Lastly, his very "fear" of the study of Ponerology speaks volumes. It seems to me that the only people who would be afraid of it, who would fear it as the underpinnings of a "totalitarian system," are those very individuals who would be exposed by it. As Lobaczewski writes:
This privileged class of deviants feels permanently threatened by the "others", i.e. by the majority of normal people. Neither do the pathocrats entertain any illusions about their personal fate should there be a return to the system of normal man.
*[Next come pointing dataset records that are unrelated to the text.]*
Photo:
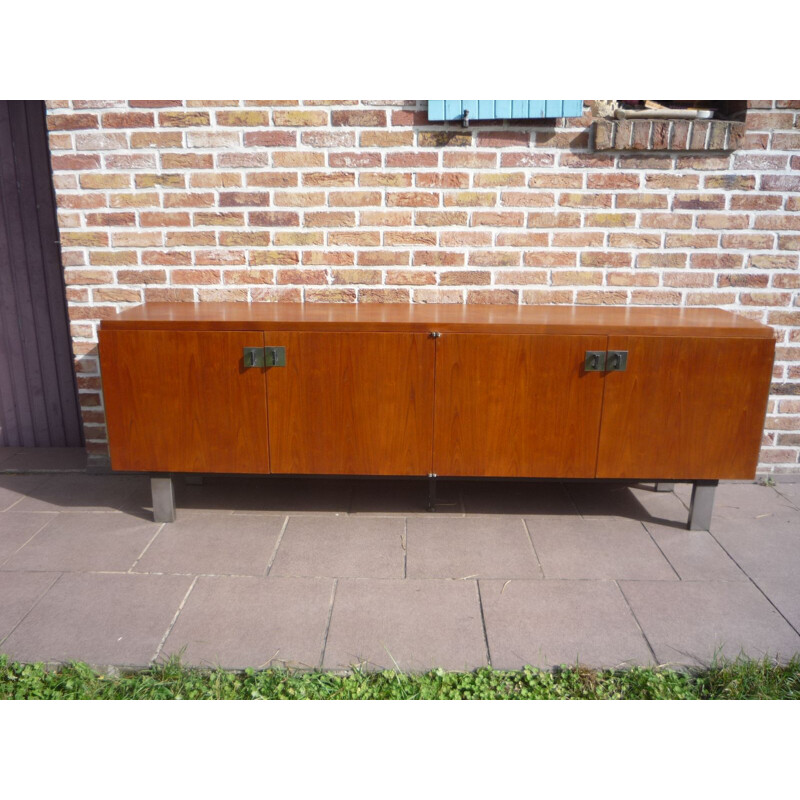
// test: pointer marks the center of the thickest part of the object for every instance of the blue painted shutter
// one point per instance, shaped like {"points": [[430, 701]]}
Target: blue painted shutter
{"points": [[440, 110]]}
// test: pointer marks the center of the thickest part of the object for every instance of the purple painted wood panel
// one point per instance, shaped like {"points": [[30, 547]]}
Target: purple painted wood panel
{"points": [[38, 397]]}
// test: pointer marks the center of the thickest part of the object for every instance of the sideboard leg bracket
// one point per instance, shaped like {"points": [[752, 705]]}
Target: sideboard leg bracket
{"points": [[163, 491], [702, 505], [431, 493]]}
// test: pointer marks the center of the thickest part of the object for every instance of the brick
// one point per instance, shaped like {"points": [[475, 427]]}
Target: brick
{"points": [[549, 258], [351, 238], [444, 138], [493, 258], [351, 118], [609, 220], [244, 238], [542, 219], [218, 218], [297, 239], [249, 159], [380, 219], [159, 219], [439, 219], [716, 260], [613, 180], [460, 239], [183, 119], [680, 240], [228, 199], [75, 162], [547, 297], [499, 179], [641, 200], [442, 180], [128, 119], [386, 179], [438, 258], [211, 258], [356, 276], [104, 181], [146, 276], [337, 258], [359, 160], [297, 159], [299, 119], [500, 219], [470, 198], [172, 180], [242, 119], [270, 139], [329, 219], [166, 258], [420, 238], [722, 221], [187, 161], [412, 160], [134, 200], [137, 239], [587, 200], [413, 199], [527, 159], [330, 295], [84, 277], [383, 258], [504, 138], [248, 276], [748, 241], [386, 139], [71, 122], [461, 277], [329, 179], [678, 221], [272, 178], [528, 199], [110, 219], [657, 180], [634, 240]]}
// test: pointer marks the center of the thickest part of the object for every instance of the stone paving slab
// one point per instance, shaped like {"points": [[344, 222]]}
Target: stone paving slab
{"points": [[689, 623], [103, 619], [253, 622], [342, 547], [412, 625], [553, 622], [19, 592], [598, 549], [213, 544], [85, 542], [474, 547], [531, 572]]}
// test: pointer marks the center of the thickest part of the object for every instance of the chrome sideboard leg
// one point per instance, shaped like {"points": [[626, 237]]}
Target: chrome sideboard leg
{"points": [[163, 492], [702, 505]]}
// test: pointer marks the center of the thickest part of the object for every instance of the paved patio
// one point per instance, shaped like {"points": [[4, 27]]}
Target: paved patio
{"points": [[320, 573]]}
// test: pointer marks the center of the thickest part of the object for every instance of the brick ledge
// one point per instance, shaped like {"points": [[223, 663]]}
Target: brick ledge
{"points": [[663, 134]]}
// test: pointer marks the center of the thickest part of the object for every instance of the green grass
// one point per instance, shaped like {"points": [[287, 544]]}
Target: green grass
{"points": [[737, 680]]}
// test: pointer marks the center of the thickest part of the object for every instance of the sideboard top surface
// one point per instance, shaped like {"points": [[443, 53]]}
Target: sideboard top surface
{"points": [[620, 320]]}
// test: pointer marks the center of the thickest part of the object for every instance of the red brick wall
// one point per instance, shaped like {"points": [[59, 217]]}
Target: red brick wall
{"points": [[365, 201]]}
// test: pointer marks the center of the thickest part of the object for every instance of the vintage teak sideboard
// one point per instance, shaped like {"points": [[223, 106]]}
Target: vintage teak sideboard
{"points": [[651, 394]]}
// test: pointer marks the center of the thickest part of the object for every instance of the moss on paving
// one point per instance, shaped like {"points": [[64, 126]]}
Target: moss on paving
{"points": [[741, 680]]}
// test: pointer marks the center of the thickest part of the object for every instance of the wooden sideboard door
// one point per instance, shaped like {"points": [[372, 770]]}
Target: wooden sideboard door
{"points": [[687, 408], [516, 405], [351, 403], [183, 401]]}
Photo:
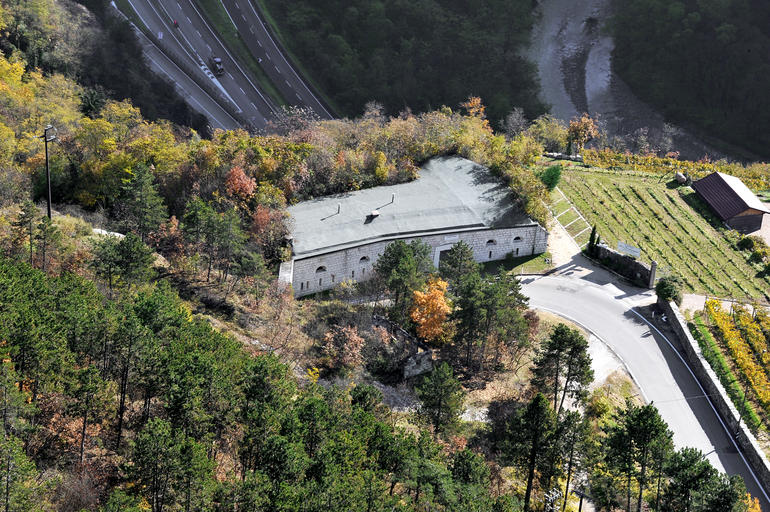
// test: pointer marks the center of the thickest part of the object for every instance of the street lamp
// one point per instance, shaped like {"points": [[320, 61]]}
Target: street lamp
{"points": [[46, 138]]}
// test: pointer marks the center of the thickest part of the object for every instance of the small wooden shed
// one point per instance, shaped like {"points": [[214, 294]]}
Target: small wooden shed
{"points": [[732, 201]]}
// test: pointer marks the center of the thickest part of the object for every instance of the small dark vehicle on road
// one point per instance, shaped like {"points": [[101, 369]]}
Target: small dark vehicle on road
{"points": [[216, 66]]}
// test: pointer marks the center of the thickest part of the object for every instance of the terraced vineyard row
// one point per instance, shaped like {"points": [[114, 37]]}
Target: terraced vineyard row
{"points": [[643, 212], [743, 352]]}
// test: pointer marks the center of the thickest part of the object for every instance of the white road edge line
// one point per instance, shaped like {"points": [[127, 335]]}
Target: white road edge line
{"points": [[625, 366], [729, 434], [291, 68], [183, 72], [205, 23]]}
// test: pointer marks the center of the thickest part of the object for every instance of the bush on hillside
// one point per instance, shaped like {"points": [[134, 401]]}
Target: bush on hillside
{"points": [[670, 288], [551, 176]]}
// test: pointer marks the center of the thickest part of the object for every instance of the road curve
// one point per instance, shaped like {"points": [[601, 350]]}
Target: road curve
{"points": [[660, 373]]}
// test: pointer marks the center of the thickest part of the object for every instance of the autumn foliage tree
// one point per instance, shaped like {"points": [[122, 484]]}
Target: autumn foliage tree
{"points": [[342, 345], [581, 131], [431, 309]]}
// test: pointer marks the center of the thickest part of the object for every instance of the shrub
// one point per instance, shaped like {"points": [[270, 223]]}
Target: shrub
{"points": [[551, 176], [670, 288]]}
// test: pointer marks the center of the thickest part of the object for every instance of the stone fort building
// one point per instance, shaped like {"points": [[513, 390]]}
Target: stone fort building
{"points": [[338, 238]]}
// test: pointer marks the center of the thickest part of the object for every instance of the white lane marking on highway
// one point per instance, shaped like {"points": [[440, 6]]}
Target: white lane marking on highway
{"points": [[212, 117], [729, 434], [216, 38], [291, 68]]}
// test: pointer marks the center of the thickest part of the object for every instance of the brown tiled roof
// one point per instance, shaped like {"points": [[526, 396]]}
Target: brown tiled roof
{"points": [[727, 195]]}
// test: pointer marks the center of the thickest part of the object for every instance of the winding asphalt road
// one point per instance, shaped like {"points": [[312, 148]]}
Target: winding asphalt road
{"points": [[664, 379]]}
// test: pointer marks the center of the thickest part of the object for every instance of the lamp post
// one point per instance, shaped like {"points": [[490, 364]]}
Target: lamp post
{"points": [[48, 139]]}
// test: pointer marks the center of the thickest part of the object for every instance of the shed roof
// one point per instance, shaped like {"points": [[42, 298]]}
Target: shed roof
{"points": [[451, 194], [727, 195]]}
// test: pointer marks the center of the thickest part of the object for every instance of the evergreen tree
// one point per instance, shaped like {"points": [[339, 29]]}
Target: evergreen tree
{"points": [[563, 366], [48, 237], [23, 226], [441, 396], [529, 441]]}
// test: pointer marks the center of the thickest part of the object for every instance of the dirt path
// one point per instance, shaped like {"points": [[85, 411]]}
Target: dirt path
{"points": [[573, 56]]}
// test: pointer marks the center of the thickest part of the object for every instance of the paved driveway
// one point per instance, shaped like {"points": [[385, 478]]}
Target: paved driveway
{"points": [[607, 310]]}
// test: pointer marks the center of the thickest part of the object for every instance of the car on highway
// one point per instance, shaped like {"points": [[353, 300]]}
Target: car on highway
{"points": [[216, 66]]}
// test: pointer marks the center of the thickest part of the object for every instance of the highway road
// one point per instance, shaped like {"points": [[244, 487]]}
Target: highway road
{"points": [[660, 373], [199, 99], [246, 18], [194, 39]]}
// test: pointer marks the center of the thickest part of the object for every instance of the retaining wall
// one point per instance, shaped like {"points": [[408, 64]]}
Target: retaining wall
{"points": [[629, 267], [713, 387]]}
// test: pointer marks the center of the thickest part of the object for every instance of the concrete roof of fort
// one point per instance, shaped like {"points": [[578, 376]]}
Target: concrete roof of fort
{"points": [[452, 194]]}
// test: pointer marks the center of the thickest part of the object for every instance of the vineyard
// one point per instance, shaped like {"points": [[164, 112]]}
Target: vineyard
{"points": [[671, 226], [739, 356]]}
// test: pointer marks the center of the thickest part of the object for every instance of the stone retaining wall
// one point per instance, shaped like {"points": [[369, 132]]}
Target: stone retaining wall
{"points": [[629, 267], [713, 387]]}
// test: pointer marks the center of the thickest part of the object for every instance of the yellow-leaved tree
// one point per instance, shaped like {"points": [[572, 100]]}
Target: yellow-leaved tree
{"points": [[431, 309], [752, 504]]}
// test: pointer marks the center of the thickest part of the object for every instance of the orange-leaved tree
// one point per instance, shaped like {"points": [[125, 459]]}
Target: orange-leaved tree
{"points": [[581, 131], [431, 309]]}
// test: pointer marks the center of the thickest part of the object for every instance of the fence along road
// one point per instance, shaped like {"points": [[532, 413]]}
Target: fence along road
{"points": [[661, 374]]}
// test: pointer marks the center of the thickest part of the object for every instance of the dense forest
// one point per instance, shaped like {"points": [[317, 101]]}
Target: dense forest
{"points": [[163, 367], [95, 48], [417, 55], [704, 63]]}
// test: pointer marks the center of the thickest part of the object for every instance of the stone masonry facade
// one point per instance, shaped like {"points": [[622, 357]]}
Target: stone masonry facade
{"points": [[325, 271]]}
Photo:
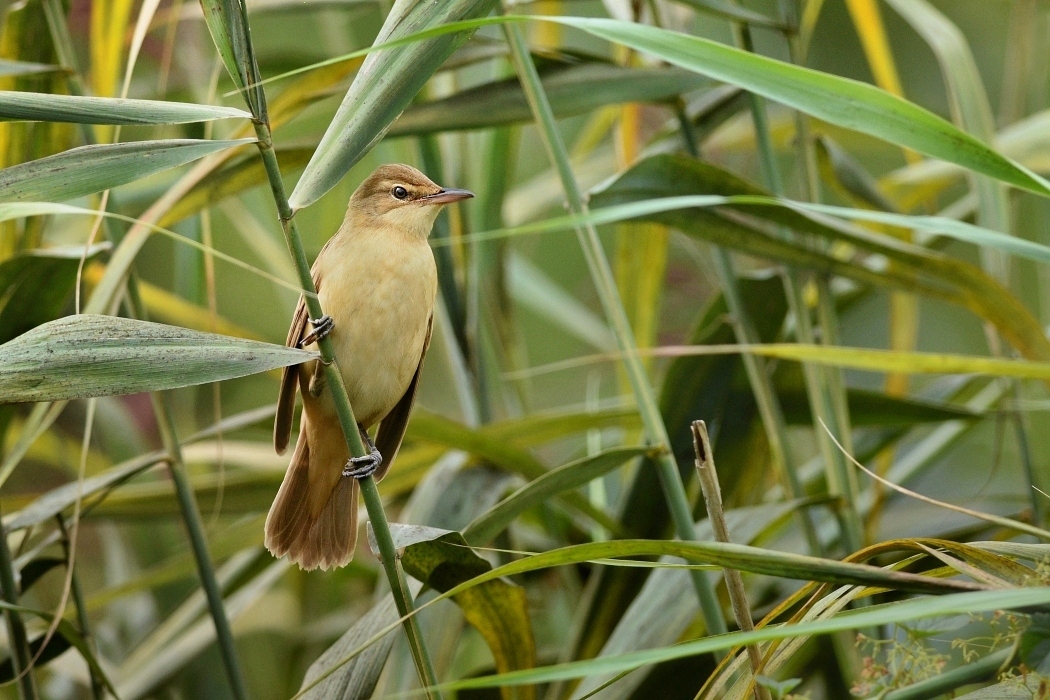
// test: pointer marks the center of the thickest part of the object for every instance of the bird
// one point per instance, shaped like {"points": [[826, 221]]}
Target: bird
{"points": [[376, 281]]}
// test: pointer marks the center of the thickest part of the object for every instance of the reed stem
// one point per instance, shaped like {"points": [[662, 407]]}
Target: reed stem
{"points": [[198, 543], [373, 503]]}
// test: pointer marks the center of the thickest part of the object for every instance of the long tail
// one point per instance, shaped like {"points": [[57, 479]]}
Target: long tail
{"points": [[314, 517]]}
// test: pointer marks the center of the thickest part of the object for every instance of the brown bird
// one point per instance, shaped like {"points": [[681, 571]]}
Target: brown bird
{"points": [[376, 281]]}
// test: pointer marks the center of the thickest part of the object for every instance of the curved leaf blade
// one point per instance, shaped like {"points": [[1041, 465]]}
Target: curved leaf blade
{"points": [[44, 107], [571, 90], [840, 101], [90, 169], [383, 87], [90, 356]]}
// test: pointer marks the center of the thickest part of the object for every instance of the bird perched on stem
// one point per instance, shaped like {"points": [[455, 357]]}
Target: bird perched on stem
{"points": [[376, 281]]}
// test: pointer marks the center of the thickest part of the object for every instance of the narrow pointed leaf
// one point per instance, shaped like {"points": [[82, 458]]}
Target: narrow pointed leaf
{"points": [[840, 101], [558, 481], [43, 107], [387, 81], [91, 356], [9, 68], [89, 169]]}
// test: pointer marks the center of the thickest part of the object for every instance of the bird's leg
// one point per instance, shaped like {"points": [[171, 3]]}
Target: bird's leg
{"points": [[322, 326], [359, 467]]}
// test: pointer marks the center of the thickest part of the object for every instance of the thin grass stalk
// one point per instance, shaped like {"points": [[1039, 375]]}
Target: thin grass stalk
{"points": [[816, 379], [98, 690], [734, 581], [761, 386], [373, 503], [194, 526], [597, 263], [16, 627]]}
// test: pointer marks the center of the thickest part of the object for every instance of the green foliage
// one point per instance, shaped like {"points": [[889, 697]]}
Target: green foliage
{"points": [[549, 463]]}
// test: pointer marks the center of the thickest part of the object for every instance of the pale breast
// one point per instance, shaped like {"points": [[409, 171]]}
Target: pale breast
{"points": [[379, 292]]}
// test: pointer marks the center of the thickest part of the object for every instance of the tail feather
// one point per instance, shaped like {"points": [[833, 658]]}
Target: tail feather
{"points": [[314, 521]]}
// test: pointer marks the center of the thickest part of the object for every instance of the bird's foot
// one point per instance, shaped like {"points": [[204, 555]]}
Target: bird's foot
{"points": [[359, 467], [322, 326]]}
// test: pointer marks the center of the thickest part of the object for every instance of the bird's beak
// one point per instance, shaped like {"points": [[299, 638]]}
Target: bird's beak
{"points": [[447, 195]]}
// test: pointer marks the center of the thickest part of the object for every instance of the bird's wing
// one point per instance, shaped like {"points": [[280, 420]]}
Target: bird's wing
{"points": [[289, 380], [290, 377], [393, 426]]}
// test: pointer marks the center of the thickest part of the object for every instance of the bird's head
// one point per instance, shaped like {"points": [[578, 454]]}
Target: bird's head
{"points": [[399, 195]]}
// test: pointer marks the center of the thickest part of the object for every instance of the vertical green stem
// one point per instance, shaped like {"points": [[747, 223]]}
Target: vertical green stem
{"points": [[761, 385], [16, 628], [373, 503], [98, 691], [670, 478], [817, 383], [194, 525]]}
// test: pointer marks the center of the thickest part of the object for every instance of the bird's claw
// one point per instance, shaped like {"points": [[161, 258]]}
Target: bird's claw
{"points": [[359, 467], [322, 326]]}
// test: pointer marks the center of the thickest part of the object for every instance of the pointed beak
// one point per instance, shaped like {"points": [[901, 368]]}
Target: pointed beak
{"points": [[447, 195]]}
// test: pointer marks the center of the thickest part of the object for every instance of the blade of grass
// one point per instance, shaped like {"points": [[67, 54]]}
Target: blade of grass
{"points": [[599, 264], [16, 627], [45, 107], [846, 103]]}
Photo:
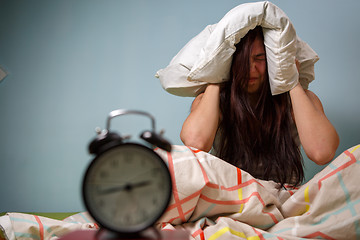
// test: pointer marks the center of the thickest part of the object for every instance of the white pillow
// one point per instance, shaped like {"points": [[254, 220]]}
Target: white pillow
{"points": [[207, 57]]}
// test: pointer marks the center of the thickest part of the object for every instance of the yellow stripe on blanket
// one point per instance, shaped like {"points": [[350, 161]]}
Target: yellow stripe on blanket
{"points": [[233, 232]]}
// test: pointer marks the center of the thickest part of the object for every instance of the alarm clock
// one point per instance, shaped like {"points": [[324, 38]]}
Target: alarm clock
{"points": [[127, 186]]}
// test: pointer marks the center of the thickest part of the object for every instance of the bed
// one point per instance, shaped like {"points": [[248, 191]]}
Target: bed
{"points": [[215, 200]]}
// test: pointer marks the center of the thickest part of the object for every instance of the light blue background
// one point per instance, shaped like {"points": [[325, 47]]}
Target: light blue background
{"points": [[70, 63]]}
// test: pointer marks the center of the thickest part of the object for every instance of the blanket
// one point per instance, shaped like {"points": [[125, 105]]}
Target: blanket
{"points": [[215, 200]]}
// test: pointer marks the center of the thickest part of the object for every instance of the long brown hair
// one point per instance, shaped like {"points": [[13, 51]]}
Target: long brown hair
{"points": [[257, 137]]}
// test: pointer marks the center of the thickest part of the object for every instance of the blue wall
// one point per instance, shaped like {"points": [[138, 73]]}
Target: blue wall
{"points": [[70, 63]]}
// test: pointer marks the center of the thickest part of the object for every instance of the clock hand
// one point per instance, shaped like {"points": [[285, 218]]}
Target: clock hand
{"points": [[125, 187]]}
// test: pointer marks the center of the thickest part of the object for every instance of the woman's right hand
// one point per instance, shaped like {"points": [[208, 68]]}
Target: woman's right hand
{"points": [[200, 127]]}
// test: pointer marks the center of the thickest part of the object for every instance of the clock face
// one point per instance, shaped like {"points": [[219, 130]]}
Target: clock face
{"points": [[127, 188]]}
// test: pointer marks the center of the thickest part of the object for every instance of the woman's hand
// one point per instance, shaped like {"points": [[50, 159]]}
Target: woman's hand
{"points": [[317, 135], [199, 128]]}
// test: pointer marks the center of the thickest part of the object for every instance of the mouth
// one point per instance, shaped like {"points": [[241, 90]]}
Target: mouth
{"points": [[252, 80]]}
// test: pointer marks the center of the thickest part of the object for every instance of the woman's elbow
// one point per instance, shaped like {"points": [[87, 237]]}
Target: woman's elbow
{"points": [[323, 155], [196, 142]]}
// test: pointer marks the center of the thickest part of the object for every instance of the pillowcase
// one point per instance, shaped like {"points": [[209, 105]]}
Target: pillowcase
{"points": [[207, 57]]}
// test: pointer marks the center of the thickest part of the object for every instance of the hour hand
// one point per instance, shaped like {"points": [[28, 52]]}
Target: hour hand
{"points": [[126, 187]]}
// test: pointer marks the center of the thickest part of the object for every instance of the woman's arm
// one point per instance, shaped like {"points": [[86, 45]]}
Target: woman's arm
{"points": [[317, 135], [199, 128]]}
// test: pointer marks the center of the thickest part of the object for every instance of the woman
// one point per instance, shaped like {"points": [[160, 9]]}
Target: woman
{"points": [[248, 127]]}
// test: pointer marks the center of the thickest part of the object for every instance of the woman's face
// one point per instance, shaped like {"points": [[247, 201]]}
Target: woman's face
{"points": [[257, 66]]}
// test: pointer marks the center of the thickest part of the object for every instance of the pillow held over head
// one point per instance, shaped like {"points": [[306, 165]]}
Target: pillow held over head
{"points": [[207, 57]]}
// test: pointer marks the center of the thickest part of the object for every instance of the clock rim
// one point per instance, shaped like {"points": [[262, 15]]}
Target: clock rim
{"points": [[139, 227]]}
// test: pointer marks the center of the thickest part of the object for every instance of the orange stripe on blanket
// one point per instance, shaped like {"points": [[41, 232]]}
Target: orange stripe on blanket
{"points": [[180, 202], [233, 202], [352, 161], [319, 234], [189, 211], [41, 227], [198, 232], [239, 178], [175, 192]]}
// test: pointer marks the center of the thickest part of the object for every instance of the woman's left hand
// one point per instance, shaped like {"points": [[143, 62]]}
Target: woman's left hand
{"points": [[317, 135]]}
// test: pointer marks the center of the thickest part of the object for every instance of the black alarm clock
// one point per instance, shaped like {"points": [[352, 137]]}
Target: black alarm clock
{"points": [[127, 186]]}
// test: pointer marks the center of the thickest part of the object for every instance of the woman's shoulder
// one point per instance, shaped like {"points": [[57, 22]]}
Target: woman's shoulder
{"points": [[314, 99]]}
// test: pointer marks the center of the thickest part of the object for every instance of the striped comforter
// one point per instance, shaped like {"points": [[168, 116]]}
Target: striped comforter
{"points": [[215, 200]]}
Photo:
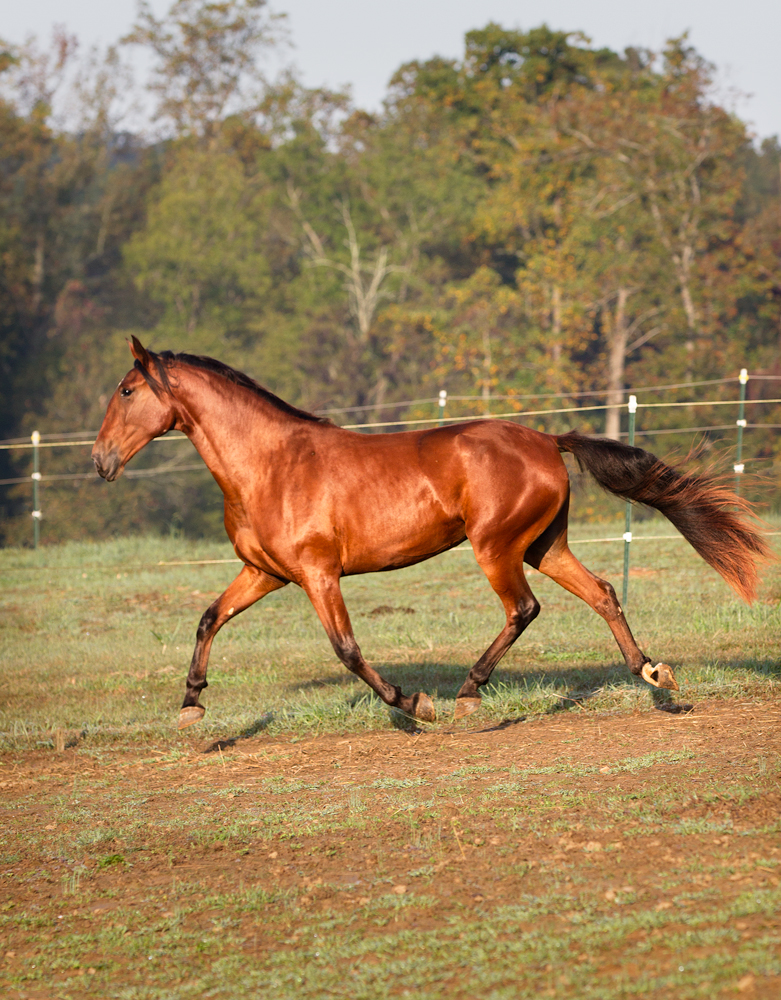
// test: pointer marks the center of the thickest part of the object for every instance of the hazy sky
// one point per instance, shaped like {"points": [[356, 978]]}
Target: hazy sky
{"points": [[362, 43]]}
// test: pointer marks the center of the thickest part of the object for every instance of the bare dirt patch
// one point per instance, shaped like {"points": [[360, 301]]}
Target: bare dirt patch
{"points": [[674, 816]]}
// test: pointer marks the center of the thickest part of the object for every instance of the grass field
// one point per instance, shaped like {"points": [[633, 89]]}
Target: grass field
{"points": [[571, 840]]}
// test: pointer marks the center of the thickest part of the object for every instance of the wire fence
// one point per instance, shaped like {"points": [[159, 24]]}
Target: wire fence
{"points": [[40, 444]]}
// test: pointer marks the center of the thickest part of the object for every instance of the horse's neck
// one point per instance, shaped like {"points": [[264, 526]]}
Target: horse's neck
{"points": [[230, 426]]}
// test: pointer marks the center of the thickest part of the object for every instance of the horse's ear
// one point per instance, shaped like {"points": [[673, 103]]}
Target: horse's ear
{"points": [[139, 352]]}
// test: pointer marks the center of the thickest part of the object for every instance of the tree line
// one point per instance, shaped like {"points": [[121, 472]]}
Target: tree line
{"points": [[537, 216]]}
A normal person deprived of privilege or high position will go about finding and performing some work which will earn him a living; but pathocrats never possessed any solid practical talent, and the time frame of their rule eliminates any residual possibilities of adapting to the demands of normal work. If the laws of normal man were to be reinstated, they and theirs could be subjected to judgment, including a moralizing interpretation of their psychological deviations; they would be threatened by a loss of freedom and life, not merely a loss of position and privilege. Since they are incapable of this kind of sacrifice, the survival of a system which is the best for them becomes a moral imperative. Such a threat must be battled by means of any and all psychological and political cunning implemented with a lack of scruples with regard to those other "inferior-quality" people that can be shocking in its depravity.
Considering the fact that all I have ever done has been offer kindness and support to Kaminski, his attack is all the more horrifying in its implications. Or so it seems to me.